One thing I didn’t realize being the CTO of a company that provides a software application to other companies is how often you have to fix — unpaid and way out of scope — the IT infrastructure of third-party companies so that your software application works correctly.
I’m not talking about minor brokenness here. I mean we have to routinely go in and fix out-of-scope areas for entire large companies with whole IT departments bigger than our entire company when they say “Your application doesn’t work and it’s definitely your application. Fix it.” And then we go remote in and look around and see that their DNS is entirely non-functional, their Citrix does not work, their network is set up in a way that could never function correctly, and their “failover” does only the first part but no “over.”
Note again that we are not an infrastructure company.

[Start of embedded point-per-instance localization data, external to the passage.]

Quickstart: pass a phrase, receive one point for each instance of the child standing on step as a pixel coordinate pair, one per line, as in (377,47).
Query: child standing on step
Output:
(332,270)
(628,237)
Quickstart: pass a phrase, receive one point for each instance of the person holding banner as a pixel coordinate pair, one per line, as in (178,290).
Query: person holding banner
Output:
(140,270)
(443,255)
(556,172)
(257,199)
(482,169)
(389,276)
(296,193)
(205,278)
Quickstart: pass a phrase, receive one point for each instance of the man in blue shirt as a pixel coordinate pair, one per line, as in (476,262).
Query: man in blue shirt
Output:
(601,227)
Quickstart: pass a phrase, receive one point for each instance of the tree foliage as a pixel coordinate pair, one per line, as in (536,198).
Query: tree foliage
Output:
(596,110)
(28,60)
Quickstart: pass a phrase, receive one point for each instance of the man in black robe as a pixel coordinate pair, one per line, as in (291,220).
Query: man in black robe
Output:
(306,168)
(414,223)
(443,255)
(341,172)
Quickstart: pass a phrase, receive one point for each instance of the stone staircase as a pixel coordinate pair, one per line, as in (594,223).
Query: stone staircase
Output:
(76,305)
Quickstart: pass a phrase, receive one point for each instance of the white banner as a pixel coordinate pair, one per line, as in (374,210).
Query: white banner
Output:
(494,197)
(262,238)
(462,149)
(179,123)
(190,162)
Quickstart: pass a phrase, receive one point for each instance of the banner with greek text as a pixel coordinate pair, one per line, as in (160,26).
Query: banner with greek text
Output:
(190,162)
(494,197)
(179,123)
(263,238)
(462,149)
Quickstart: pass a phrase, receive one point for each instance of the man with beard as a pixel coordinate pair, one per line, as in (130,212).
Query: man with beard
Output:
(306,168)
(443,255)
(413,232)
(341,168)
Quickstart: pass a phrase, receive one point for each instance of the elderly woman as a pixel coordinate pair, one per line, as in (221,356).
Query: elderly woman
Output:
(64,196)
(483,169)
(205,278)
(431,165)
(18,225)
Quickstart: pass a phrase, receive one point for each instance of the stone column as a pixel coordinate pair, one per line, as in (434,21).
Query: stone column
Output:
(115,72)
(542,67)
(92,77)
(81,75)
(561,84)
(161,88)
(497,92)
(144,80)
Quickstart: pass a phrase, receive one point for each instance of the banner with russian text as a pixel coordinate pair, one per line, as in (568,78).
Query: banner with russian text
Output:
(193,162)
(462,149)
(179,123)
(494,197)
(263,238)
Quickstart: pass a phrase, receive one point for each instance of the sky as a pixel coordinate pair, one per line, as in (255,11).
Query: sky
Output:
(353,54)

We provide a single software application (that can be customized to do many things). Technically, our contract is for the provision of that application only and absolutely nothing else. But functionally, we are on the hook for correcting poor infrastructure because inevitably our application gets blamed for other IT departments’ completely broken environments. So far in the new job, I have done a few hundred hours of unpaid infrastructure consulting so that other companies don’t blame us when our application doesn’t work because their infrastructure is so terrible.
Like I said, I wasn’t expecting this. I knew a lot of IT departments were horrendous but to this level I had no idea.
I was semi-joking with the CEO yesterday that we should start an infrastructure consulting business as well, since we already spend so much time doing it for free. However, these companies rarely believe their infrastructure is the problem, and instead insist it’s something to do with our application. But so far, it never has been because it’s just a small application that requires very little to work correctly.
I can really see why users tend to hate IT because all the users that we end up helping are very thankful that for once someone fixed something after we remote in and correct or work around all these out-of-scope infrastructure issues.